Département d’État US : 11 pays africains placés sur la liste noire des voyages (Alerte Niveau 4). Retrouvez la liste complète et les consignes de sécurité.
Le Département d’État des États-Unis a publié une mise à jour majeure de ses recommandations aux voyageurs. Au total, 23 destinations à travers le monde, dont 11 nations africaines, sont désormais classées au niveau d'alerte maximale. Face à des risques sécuritaires jugés extrêmes, Washington adresse une consigne stricte et sans équivoque à ses citoyens : « Ne voyagez pas ».
Qu'est-ce que le niveau d'alerte 4 du Département d'État ?
Le système officiel d'évaluation de la sécurité des voyages du gouvernement américain comporte quatre échelons distincts. Le niveau 4 représente le degré de menace le plus critique. Lorsqu'une destination est placée dans cette catégorie, l'avertissement est catégorique : les ressortissants américains sont invités à éviter tout déplacement dans ces zones, quelles que soient les circonstances.
Des critères de sécurité et d'assistance extrêmement stricts
Selon les précisions apportées par les autorités diplomatiques américaines, cette classification reposent sur deux facteurs majeurs :
- Un environnement sécuritaire dégradé : Présence de conflits armés actifs, menaces terroristes persistantes, criminalité violente endémique ou instabilité politique majeure.
- Une capacité d'assistance diplomatique limitée : La capacité des ambassades et consulats américains à porter assistance aux citoyens en situation d'urgence dans ces régions est fortement restreinte, voire totalement absente.
Zoom sur l'Afrique : 11 nations au niveau d'alerte maximal
L'Afrique représente près de la moitié des destinations visées par ce niveau d'alerte maximal.
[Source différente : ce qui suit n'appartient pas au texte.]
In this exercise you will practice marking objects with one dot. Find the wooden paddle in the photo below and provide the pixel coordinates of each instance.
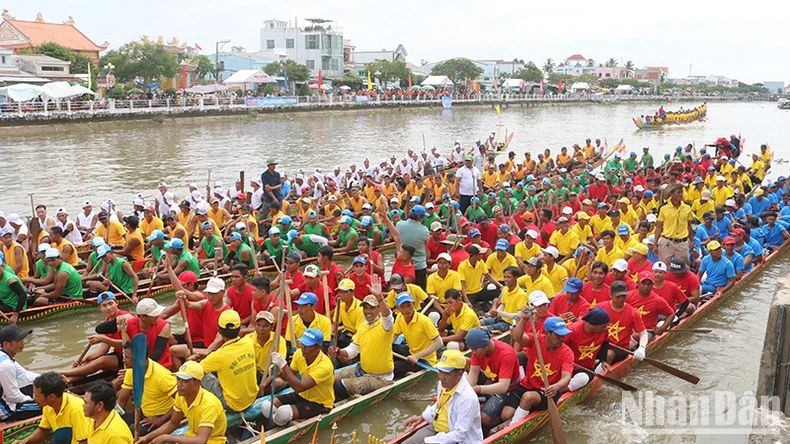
(660, 365)
(554, 414)
(616, 383)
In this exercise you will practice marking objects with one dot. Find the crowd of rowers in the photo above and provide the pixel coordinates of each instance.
(598, 263)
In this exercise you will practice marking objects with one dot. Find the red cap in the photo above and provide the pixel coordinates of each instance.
(187, 277)
(646, 275)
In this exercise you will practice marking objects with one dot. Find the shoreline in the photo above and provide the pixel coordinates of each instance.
(55, 121)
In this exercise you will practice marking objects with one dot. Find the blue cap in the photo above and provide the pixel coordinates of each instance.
(106, 296)
(573, 285)
(402, 297)
(477, 338)
(419, 210)
(555, 324)
(597, 316)
(312, 336)
(359, 260)
(307, 298)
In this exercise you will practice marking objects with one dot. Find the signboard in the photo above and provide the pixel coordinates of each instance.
(271, 101)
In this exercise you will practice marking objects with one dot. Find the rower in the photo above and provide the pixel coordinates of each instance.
(262, 338)
(455, 416)
(59, 410)
(624, 323)
(420, 334)
(159, 392)
(108, 355)
(198, 406)
(67, 282)
(16, 390)
(495, 371)
(106, 424)
(310, 375)
(532, 393)
(459, 315)
(589, 342)
(371, 343)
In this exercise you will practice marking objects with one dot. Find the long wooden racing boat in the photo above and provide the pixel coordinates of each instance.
(520, 431)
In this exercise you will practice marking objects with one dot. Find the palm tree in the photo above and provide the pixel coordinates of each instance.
(548, 66)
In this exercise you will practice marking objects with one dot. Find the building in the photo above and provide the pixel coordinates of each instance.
(317, 46)
(19, 34)
(652, 74)
(576, 65)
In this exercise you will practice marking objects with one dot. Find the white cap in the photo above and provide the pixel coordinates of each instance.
(149, 307)
(538, 298)
(620, 265)
(214, 285)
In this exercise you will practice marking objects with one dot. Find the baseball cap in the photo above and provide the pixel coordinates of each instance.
(149, 307)
(190, 370)
(214, 285)
(597, 316)
(556, 325)
(307, 299)
(477, 338)
(451, 360)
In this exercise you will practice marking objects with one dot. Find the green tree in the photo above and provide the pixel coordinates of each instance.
(460, 71)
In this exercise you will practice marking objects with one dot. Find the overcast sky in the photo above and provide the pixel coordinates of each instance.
(749, 41)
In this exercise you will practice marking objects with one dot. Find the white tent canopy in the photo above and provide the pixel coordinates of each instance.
(437, 81)
(249, 76)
Ces mesures reflètent la persistance des tensions sécuritaires et des crises géopolitiques régionales qui affectent plusieurs zones du continent.
Les destinations africaines concernées par l'avertissement
Les onze États africains formellement placés au niveau d'alerte 4 par Washington sont :
- Burkina Faso
- République centrafricaine
- Tchad
- République démocratique du Congo (RDC)
- Libye
- Mali
- Niger
- Somalie
- Soudan du Sud
- Soudan
- Ouganda
Ces territoires font face à des contextes complexes où se superposent insurrections armées, terrorisme transfrontalier et tensions politiques intenses.
Le cas particulier de la sécurité au Nigeria
Le Nigeria ne figure pas dans sa totalité sur la liste du niveau 4. Le pays reste classé au niveau 3, une catégorie qui recommande aux citoyens américains de reconsidérer attentivement tout projet de voyage en raison de l'insécurité générale.
Toutefois, la prudence reste de mise : plusieurs États nigérians sont individuellement classés au niveau 4. Les autorités américaines y pointent des risques accrus d'enlèvements, d'actes terroristes, de criminalité et de troubles civils.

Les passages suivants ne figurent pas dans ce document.